Clear airline demand signals and education for countries hosting carbon projects on revenue opportunities are needed to boost the volumes of Carbon Offsetting and Reduction Scheme for International Aviation (Corsia)-eligible carbon credits, which are now in extremely short supply.
"Around 10 countries will supply 70-80pc of credits during the 2024-26 Phase I of compliance from our studies, but most are not ready with letters of authorisation (LoA), hence the undersupply," Juan Carlos Arredondo, director of Knowledge, Policy and Advocacy at carbon services firm Abatable, said at a panel discussion during the International Air Transport Association (IATA)'s World Sustainability Symposium in Hong Kong last week.

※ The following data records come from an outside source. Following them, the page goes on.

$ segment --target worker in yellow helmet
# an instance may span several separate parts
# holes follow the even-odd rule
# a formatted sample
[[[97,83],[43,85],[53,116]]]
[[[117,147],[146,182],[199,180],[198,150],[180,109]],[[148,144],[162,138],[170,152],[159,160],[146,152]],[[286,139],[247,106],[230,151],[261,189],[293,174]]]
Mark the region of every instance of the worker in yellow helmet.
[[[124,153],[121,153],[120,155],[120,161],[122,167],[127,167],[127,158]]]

Abatable also predicts a significant rise in carbon credit prices in the next 18-24 months before the compliance deadline.
Futures pricing for Corsia Phase 1 has picked up in recent weeks on concerns about the amount of supply that will be deliverable into the front-year contract. A deal was sealed this week for the Ice December 2025 contract at $21/t CO2 equivelant (CO2e), the highest trade level heard to date.
In addition, there is a "big revenue opportunity" for governments from Corsia, IATA's director general Willie Walsh said in a media briefing on the sidelines of the event. "There's around $1.5bn of funds which will go to countries providing Corsia-eligible units this year, which will rise over time to around $35bn-40bn in 2035," Walsh said. Corsia implies a determinable demand for internationally transferred mitigation outcomes (ITMOs) from the aviation industry, resulting in considerable investments in countries hosting projects that generate Corsia-eligible emissions units.
Airlines are projected to spend around $30bn-60bn on these credits from now until 2035, said Marie Owens Thomsen, senior vice president of sustainability and chief economist at IATA. The wide range is due to uncertainty around future prices, but the figure stands at roughly $35bn considering current ones. Market sources have assessed physical spot prices for credits approved for Corsia Phase 1 — currently limited to a single project based in Guyana — at around $22/t CO2e or slightly higher this week.
This is in comparison to the Argus-assessed HEFA-SPK jet/kerosene CO2 abatement fob Singapore price at $642/t, which is the cost of abating 1t of CO2e GHG emissions by fuelling a plane with physical SAF volumes rather than fossil jet fuel.
Airlines need to signal clear demand
But airlines need to clearly announce their demand for Corsia-eligible credits, said Rocco Huesch, chief executive and co-founder of UK-based project developer and carbon market consultancy Valor Carbon. He cited the example of Japanese conglomerates aggressively engaging governments to get projects authorised under Japan's Joint Crediting Mechanism (JCM), a bilateral carbon credit framework.
"We need more PR for the Corsia scheme, to explain technical carbon terms to host countries. This is now being left to project developers, which are oft small and underfunded," said Boris Hristov, managing director for climate at fellow project developer Koko Networks.
"Governments will also more likely listen to a national airline, more than project developers or even myself, simply due to aviation's importance to their economic development," added Corsia's technical advisory body chair Molly Peters-Stanley.
But governments have the option to use carbon credits towards meeting their Nationally Determined Contributions (NDCs) under the Paris Agreement, which could thus compete with Corsia for carbon credit supply, panellists said. Demand from Corsia and from countries under the Paris Agreement are roughly equivalent now, Peters-Stanley added.
"While states have put obligations on airlines under Corsia, they are not themselves obliged to supply the credits. The upcoming COP in Belem would be a good place to align efforts, avoid policy fragmentation, and achieve certifiable reductions in carbon dioxide emissions," IATA's Owens Thomsen said.
Long road to get carbon credits to market
Another challenge would be getting carbon credits to market, especially in regions such as central Asia that are new to the carbon space.
Valor Carbon kicked off their flagship 25,000 hectare afforestation project in Kyrgyzstan in end-2024.
"You have to understand how bizarre [carbon markets] are to a country that's historically not done much there," Valor's Huesch said. "If I had a dime for every single time a ministry official asked me, ‘So are you basically just selling air?' I'd have a dollar by now. This is a pretty common issue we're facing."
Huesch also emphasised the "incredibly long" lead time of bringing these credits to market, involving everything from acquiring land codes ready to getting buy-ins, from the locals to regional governments, to the prime minister, who has since endorsed the above project.
"But we're now really moving forward with the LoA, which should be a hopeful market signal that supply expansion is possible," Huesch said.
"Every compliance carbon market, including that introduced by the Kyoto Protocol, the California cap-and-trade system, has previously run into bottlenecks, and they've all made it to the other side. Let's keep discussing and innovating, and hopefully we'll have a very different discussion this time next year," Corsia's Peters-Stanley added.